Thursday, September 06, 2012

Alpacas on my Mind

A very smiley white woman holding a pink baby who
probably looks a month or so older than she is.
I dreamt about my new niece a few weeks before she was born and in that dream, she was called Victory. When she finally got here, she was named Sophie Elizabeth Taylor and just for you mass fans, she weighed eight and a half pounds! She shares a birthday with Jeff Capes, so our hope is that, one day, she will be the strongest woman in the world!  I can't stop thinking of her as Victory, so that'll probably be her stage name.

This week, Stephen, Mike and I travelled like the three magi to meet the baby. She is very thoughtful and spends her time sleeping, thinking, looking around and sucking very hard on whatever passes close enough.

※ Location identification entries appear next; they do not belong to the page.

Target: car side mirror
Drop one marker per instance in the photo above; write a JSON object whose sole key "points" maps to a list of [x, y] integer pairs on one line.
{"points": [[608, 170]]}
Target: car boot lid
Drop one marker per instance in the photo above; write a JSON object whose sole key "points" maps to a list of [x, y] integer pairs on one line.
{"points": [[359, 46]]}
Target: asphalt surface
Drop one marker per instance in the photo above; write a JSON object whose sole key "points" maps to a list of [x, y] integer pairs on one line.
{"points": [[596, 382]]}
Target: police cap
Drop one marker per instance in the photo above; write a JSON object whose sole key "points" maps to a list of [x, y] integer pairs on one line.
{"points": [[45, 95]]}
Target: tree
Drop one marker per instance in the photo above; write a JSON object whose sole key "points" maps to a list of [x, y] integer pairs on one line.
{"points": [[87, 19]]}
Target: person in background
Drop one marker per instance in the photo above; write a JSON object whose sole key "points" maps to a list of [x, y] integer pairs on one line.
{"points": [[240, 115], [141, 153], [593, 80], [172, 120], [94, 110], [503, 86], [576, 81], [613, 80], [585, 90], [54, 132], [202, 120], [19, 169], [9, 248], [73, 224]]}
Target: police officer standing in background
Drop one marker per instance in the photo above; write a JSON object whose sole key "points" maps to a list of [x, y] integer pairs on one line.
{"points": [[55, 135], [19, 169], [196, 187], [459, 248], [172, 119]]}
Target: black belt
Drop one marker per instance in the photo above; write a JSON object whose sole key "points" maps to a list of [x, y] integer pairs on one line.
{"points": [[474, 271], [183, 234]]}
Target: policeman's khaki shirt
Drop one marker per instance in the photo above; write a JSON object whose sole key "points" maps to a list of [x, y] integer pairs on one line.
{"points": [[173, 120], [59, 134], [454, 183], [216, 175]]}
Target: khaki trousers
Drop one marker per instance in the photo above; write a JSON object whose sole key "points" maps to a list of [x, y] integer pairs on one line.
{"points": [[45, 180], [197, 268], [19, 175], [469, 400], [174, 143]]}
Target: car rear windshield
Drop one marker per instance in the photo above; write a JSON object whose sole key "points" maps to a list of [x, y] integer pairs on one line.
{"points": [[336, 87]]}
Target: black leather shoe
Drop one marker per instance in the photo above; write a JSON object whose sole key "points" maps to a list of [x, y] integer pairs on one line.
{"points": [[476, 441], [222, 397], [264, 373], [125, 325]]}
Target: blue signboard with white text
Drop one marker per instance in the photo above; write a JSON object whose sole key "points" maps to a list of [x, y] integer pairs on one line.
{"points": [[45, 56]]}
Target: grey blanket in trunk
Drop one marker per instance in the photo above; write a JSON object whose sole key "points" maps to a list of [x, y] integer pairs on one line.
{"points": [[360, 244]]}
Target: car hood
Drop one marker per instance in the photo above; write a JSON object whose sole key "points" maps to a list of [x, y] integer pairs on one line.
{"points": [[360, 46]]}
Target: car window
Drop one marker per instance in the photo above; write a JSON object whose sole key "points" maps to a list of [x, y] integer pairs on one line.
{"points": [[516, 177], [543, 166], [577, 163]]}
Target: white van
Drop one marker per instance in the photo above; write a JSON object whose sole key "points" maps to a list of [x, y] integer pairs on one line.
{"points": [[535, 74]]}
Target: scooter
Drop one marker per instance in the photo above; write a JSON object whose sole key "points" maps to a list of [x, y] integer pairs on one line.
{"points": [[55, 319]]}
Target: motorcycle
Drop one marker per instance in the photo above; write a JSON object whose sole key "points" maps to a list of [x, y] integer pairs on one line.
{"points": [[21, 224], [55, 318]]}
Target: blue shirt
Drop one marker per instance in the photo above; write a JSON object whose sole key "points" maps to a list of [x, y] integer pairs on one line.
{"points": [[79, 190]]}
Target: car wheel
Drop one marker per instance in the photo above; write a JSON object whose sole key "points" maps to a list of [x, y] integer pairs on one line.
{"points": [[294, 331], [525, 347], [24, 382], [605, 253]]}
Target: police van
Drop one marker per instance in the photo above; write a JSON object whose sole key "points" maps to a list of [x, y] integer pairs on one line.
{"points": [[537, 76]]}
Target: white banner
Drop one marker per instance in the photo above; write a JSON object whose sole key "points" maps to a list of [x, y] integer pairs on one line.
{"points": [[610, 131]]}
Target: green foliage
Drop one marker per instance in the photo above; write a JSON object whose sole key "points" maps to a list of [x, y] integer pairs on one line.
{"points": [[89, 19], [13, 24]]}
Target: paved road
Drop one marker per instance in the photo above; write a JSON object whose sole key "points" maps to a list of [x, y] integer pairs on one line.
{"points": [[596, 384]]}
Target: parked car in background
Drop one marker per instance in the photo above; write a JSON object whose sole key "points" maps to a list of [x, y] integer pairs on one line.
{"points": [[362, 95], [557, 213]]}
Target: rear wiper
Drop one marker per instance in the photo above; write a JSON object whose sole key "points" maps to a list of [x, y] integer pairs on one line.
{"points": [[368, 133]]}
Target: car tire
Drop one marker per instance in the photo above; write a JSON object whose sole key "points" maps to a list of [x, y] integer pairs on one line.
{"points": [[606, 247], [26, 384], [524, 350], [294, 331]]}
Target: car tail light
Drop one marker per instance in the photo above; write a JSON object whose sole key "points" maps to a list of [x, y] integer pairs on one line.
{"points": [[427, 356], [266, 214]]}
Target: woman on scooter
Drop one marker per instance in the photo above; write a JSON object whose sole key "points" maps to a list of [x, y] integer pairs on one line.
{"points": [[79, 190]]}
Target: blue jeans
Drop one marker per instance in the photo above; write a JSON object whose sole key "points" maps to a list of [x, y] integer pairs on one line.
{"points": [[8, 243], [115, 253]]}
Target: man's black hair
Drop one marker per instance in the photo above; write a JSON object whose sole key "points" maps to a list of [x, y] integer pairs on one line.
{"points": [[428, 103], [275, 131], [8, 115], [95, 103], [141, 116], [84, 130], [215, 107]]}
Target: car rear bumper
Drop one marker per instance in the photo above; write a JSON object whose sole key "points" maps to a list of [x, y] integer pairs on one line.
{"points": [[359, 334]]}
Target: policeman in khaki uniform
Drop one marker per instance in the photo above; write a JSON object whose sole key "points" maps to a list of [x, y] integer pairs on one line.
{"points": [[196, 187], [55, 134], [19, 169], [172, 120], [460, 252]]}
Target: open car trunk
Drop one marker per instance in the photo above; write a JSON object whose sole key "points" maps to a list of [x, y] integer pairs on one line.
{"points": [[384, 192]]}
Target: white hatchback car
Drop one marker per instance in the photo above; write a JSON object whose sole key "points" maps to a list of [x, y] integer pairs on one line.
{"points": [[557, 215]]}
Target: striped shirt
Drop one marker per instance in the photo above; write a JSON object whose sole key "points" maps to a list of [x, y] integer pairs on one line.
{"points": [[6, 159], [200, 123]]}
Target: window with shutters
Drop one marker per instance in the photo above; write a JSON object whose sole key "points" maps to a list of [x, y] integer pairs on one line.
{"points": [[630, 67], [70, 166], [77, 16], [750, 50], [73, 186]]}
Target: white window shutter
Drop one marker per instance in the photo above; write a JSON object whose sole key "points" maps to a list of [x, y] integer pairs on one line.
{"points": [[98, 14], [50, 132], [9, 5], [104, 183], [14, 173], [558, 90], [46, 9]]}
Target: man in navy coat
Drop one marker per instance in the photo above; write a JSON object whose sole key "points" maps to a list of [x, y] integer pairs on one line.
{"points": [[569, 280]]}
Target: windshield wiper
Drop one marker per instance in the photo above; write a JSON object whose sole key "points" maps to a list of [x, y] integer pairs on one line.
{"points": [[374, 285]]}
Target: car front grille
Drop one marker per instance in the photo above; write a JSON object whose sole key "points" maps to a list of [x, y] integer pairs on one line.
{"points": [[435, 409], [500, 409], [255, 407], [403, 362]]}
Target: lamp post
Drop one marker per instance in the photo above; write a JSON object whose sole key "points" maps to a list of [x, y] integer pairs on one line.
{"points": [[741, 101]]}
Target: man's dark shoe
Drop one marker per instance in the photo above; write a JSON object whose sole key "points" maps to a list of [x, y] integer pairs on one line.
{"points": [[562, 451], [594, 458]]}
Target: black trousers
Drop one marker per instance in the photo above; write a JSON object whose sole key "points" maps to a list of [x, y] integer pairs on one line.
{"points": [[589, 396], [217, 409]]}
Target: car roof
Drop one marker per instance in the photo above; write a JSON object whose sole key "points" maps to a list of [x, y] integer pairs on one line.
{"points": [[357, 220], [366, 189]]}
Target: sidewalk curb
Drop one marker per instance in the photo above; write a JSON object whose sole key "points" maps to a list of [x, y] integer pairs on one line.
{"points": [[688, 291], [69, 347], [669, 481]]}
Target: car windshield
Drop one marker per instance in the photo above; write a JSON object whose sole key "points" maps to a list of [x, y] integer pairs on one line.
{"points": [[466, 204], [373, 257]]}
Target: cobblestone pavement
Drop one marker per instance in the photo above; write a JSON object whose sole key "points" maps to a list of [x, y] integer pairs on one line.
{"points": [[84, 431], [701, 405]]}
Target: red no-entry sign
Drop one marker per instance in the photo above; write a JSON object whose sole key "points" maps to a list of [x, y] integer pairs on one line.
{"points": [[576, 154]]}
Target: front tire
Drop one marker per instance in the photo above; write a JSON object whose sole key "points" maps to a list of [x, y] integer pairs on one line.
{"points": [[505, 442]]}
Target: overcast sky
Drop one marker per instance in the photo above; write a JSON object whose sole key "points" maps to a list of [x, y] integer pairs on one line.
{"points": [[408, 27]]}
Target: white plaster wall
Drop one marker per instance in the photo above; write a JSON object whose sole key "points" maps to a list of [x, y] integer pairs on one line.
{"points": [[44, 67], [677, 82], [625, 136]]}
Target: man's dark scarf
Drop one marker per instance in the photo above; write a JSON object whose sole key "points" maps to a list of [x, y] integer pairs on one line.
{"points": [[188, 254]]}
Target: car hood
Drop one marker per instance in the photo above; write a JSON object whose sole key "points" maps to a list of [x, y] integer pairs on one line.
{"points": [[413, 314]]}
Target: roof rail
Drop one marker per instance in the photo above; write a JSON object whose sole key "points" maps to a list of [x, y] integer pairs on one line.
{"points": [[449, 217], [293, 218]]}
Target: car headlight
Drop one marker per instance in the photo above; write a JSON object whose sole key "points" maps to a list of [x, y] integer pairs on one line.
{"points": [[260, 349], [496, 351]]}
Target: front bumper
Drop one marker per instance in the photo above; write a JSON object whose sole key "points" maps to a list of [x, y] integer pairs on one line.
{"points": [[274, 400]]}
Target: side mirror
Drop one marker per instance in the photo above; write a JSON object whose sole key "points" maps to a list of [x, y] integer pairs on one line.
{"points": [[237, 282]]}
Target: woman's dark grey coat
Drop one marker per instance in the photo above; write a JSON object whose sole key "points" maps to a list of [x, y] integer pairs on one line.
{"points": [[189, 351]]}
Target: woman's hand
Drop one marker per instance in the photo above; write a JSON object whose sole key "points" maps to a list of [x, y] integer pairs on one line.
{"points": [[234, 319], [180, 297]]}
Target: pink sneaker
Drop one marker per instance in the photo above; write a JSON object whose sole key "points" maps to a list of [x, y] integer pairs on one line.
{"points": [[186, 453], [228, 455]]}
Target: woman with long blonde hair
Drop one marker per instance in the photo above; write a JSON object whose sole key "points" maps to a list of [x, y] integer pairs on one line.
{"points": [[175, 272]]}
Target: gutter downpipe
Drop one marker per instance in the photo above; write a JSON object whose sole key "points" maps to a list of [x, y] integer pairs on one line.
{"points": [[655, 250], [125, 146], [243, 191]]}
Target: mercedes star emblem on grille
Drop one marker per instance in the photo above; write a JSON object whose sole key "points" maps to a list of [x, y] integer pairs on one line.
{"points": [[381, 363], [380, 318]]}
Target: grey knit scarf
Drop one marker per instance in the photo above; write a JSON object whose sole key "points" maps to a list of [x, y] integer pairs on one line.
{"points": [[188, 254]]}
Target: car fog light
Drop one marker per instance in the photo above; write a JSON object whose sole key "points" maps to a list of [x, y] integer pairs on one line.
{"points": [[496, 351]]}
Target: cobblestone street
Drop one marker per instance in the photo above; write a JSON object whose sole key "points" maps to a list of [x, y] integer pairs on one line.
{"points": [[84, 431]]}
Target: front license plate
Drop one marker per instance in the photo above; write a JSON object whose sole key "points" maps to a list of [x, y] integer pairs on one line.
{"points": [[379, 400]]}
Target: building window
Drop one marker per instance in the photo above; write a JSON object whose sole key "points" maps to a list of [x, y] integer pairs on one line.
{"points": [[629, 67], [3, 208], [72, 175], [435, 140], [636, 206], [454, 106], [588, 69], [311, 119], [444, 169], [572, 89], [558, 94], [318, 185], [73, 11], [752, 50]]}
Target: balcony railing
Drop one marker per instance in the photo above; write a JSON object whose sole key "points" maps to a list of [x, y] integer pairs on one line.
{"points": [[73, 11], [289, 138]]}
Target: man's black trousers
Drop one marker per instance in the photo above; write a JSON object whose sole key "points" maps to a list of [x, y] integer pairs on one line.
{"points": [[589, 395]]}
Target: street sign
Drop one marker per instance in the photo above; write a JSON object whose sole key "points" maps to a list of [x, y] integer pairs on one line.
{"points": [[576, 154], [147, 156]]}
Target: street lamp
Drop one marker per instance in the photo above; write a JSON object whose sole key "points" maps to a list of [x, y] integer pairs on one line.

We were also able to deliver nephew Alex's birthday present (here he is six, years ago, looking a lot like his sister).  Inspired by the stage production of Warhorse, which Stephen got to see, we set about making a puppet that would be so life-like and subtle in movement that it would both embody the physical essence of an animal, as well as almost human depths of emotional range.  The animal we chose was an alpaca. Alex has called his new friend Woolly. Here it is in action.




242. Love Spoon (30.08.2012)
A fairly simple hand-carve love spoon in
pale wood (lime, in fact).
Being in Wales towards the end of Rosie's pregnancy, Stephen carved Sophie a beautiful love spoon. She was mightily impressed and commented, "Aaiiiee!" which may in fact be Welsh. Sophie may have been the first baby Stephen got to hold and he was both anxious and smitten.

Alex was climbing about in the background, helped me to get up onto climbing frame (well, a high platform built around a tree) and pushed me off again. He has promoted me from being Auntie Bum Bum to Agent Bum Bum.  He even provided me with a theme tune, the lyric to which goes

"Agent Bum Bum, Agent Bum Bum
Agent Bum Bum, Agent Bum Bum
Agent Bum Bum, Agent Bum Bum
Agent Bum Bum Bum."

I am so proud.  I was put in mind of a song my sister wrote for me when we were children.  The piano accompaniment was something of a Chaz & Dave homage, and the lyric went:
Alex The Monkey #3
A blond monkey boy hangs upside down
from a rope net. 
"Deborah is a zebra, Deborah is a zebra, Deborah is a zebra and she's my sister too-oo-oo!" 
I have decided to make a cartoon strip about Agent Bum Bum and her trusty sidekick, Tinker Taylor (Alex). His favourite toy at the moment is a Super Soaker (they're not nearly as powerful as they were when we were kids and they require batteries) so whatever happens, the villain has to get wet at the end.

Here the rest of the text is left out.